- Born: Paul Bernard du Feu September 1935 Wrexham, Wales
- Died: 1 January 2013 (aged 77) Oakland, California, U.S.
- Education: King's College London
- Spouses: ; Shirley Thompson ​ ​(m. 1956; div. 1968)​ ; Germaine Greer ​ ​(m. 1968; div. 1973)​ ; Maya Angelou ​ ​(m. 1974; div. 1983)​
- Children: 2

= Paul du Feu =

Welsh model (1935–2013)

Paul Bernard du Feu (September 1935 – 1 January 2013) was a Welsh man best known for his marriages to the feminist Germaine Greer and the poet Maya Angelou.

In 1973, he published the memoir Let's Hear It for the Long-legged Women.

== Life ==
Born in 1935 in Wrexham, Wales, the son of a civil servant, du Feu grew up in London. His French surname came from ancestors who settled in the Channel Islands.

He attended King's College London, studying English literature, during which time he married Shirley Thompson, with whom he had two children. After graduating, he worked as a builder.

=== Marriage to Germaine Greer ===
In 1968, after being discharged from the hospital where he had been treated for alcohol poisoning, du Feu met Germaine Greer, then an assistant lecturer at the University of Warwick, outside a pub in Portobello Road, and after a brief courtship they married at Paddington Registry Office. Though their marriage officially lasted five years, their relationship lasted only three weeks. Greer later recalled that she had been unfaithful to du Feu seven times during their short relationship, and she had spent her wedding night in an armchair because her husband, drunk, would not let her in bed. Eventually, during a party near Ladbroke Grove, "[h]e turned to me and sneered (drunk as usual): 'I could have any woman in this room.' 'Except me,' I said, and walked away forever.
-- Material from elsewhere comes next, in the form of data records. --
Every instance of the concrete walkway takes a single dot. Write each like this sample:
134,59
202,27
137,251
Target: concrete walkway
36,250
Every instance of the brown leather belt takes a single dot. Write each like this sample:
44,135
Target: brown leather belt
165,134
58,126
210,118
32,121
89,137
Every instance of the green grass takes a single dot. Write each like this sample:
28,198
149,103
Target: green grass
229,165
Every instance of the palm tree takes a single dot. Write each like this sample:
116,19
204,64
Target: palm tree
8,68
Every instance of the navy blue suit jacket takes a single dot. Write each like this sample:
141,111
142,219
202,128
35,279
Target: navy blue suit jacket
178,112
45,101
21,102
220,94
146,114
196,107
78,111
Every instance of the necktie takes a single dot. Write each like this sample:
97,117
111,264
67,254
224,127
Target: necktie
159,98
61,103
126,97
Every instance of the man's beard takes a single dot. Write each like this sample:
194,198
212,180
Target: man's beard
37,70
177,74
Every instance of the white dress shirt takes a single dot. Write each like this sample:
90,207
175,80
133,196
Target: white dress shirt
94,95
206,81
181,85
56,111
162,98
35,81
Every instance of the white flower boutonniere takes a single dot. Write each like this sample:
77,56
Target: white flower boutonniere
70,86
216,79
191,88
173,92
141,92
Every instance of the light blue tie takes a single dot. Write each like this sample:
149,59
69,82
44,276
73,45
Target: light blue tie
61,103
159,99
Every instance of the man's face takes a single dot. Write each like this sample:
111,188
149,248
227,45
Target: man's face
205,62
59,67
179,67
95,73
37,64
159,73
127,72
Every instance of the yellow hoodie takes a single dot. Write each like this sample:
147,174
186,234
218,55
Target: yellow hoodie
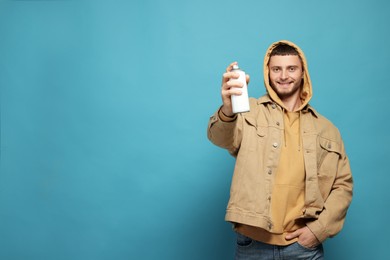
288,193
After this, du Feu posed in British Cosmopolitan, thought to be their first almost-naked male centrefold. In 1973, he also published an erotic memoir, Let's Hear It for the Long-legged Women, for which it is claimed he was paid more than Greer had been given as the advance for her 1970 work The Female Eunuch.
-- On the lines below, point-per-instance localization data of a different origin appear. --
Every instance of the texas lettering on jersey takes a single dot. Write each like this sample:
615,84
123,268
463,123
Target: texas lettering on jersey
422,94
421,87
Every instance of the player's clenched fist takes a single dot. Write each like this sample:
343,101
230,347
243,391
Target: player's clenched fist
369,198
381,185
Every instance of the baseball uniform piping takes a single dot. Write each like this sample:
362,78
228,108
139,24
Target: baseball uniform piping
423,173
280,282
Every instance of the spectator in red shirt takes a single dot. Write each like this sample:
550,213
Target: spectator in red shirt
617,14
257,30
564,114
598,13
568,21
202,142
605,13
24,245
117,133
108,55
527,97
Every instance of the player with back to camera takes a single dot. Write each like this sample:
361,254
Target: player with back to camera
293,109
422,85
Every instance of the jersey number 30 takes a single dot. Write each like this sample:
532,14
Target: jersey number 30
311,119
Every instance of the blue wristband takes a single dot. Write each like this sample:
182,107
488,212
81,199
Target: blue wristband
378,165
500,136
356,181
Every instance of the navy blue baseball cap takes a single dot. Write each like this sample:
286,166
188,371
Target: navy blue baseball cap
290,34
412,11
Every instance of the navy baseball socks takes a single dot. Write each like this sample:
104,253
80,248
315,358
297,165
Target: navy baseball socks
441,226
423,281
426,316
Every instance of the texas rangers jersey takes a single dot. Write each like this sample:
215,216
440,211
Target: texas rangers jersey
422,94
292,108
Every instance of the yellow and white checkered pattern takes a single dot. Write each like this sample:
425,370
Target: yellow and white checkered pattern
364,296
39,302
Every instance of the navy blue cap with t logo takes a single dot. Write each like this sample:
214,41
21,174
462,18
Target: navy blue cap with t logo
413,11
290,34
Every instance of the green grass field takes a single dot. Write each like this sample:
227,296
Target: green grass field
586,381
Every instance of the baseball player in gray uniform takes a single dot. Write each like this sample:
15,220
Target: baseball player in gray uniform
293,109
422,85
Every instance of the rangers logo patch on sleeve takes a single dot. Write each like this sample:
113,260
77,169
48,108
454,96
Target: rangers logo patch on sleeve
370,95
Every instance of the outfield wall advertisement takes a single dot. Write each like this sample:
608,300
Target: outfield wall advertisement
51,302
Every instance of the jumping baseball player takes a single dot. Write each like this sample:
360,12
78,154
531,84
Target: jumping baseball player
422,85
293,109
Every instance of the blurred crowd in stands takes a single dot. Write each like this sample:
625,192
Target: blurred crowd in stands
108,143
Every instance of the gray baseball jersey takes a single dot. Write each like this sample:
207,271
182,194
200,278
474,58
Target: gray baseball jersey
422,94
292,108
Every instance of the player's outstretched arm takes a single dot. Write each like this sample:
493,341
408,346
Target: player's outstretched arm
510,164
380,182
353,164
=== Marriage to Maya Angelou ===
Du Feu met Maya Angelou in Soho in 1971 at a literary event for her best-selling autobiography, I Know Why the Caged Bird Sings. They married in 1974, and exchanged vows two further times, but divorced in 1983. They remained friends, and Angelou helped du Feu financially during his later years.

=== Later life ===
Du Feu spent the rest of his life in California, both in Berkeley and later in Oakland, where he worked in home renovation. He died in January 2013.